Directors Mallory Everton and Stephen Meek bring us a feature that utilizes the COVID-19 pandemic to establish most of its gags and chemistry between its two female leads. Whitney Call and Everton herself, both the screenwriters (and the latter being one of the directors), star as the clueless sisters in this low-budget story as Jamie and Blake, respectively.

The film initiates with the pre-COVID birthday moment where both sisters are eager for the future (Jamie is a pink-haired elementary school teacher, and Blake is falling in love with a muscular man). Then, tragedy strikes as the film transitions to March 30th (aka the first days of the pandemic). The two depend on each other while maintaining safety protocols. They get the word about the virus breaking out at their grandma’s nursing home, and since their older sister Erin is heading on a cruise, they must venture out to do it themselves.

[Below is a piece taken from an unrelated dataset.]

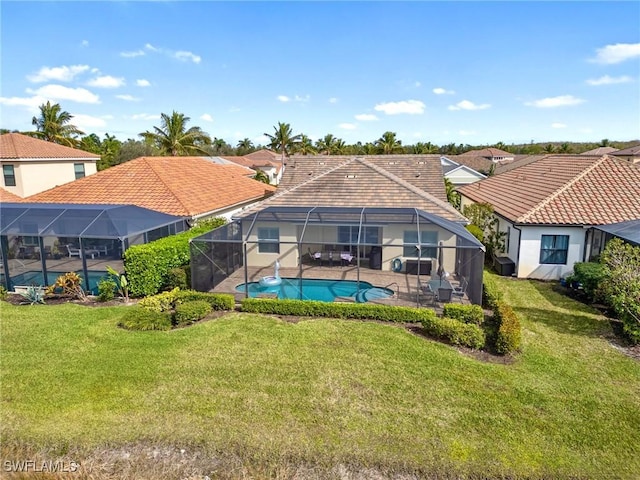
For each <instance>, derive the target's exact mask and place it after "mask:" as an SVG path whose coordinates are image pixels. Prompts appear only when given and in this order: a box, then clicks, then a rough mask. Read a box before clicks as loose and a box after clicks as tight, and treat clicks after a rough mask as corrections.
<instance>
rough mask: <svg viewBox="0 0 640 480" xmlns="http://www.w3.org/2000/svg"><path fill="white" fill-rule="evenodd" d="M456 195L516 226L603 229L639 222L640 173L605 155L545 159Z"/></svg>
mask: <svg viewBox="0 0 640 480" xmlns="http://www.w3.org/2000/svg"><path fill="white" fill-rule="evenodd" d="M458 191H459V192H460V193H462V194H463V195H464V196H466V197H468V198H470V199H471V200H473V201H475V202H487V203H490V204H492V205H493V206H494V208H495V211H496V213H498V214H500V215H502V216H503V217H505V218H507V219H509V220H511V221H513V222H516V223H521V224H545V225H546V224H553V225H603V224H609V223H615V222H622V221H625V220H632V219H638V218H640V200H639V199H640V169H637V168H635V167H634V166H633V165H631V164H629V163H628V162H625V161H622V160H619V159H617V158H614V157H611V156H609V155H604V156H602V157H591V156H587V155H562V156H560V155H547V156H545V157H543V158H541V159H539V160H537V161H535V162H533V163H530V164H528V165H523V166H521V167H519V168H516V169H513V170H511V171H508V172H505V173H502V174H500V175H496V176H494V177H490V178H487V179H486V180H481V181H479V182H476V183H472V184H470V185H465V186H463V187H460V188H458Z"/></svg>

The journey stays filled with breezy car talk, sisterly moments, and constant comedic jabs towards the virus outbreak (ex. Blake and her physical interaction at a gas station or a dream sequence Jamie has about the deaths of them all, including Tom Hanks). It’s a light-toned feature with a realized screenplay on deck. Call and Everton recognize the pandemic’s toll on all populations, but they keep a tight story in check that is enjoyable. Some of it resembles a cross between Booksmart, Locke, and arguably, Thelma & Louise.

The film continues to build momentum every several minutes, even if some of the gags become repetitive. We get it, Blake is pining over a guy on Tinder, and some 9-year-old awkwardly continues to communicate with Jamie (while she has entrusted him to watch her pet rats). Still, the characters’ lines come presented in a realistic fashion rather than contrived lines we hear in other films.

But this feature understands that we need a bit of levity in troublesome times to ease ourselves back in the right direction. Stop and Go is not a cure, but it serves well to relieve one’s worries temporarily and is one of the better road-trip comedies out there.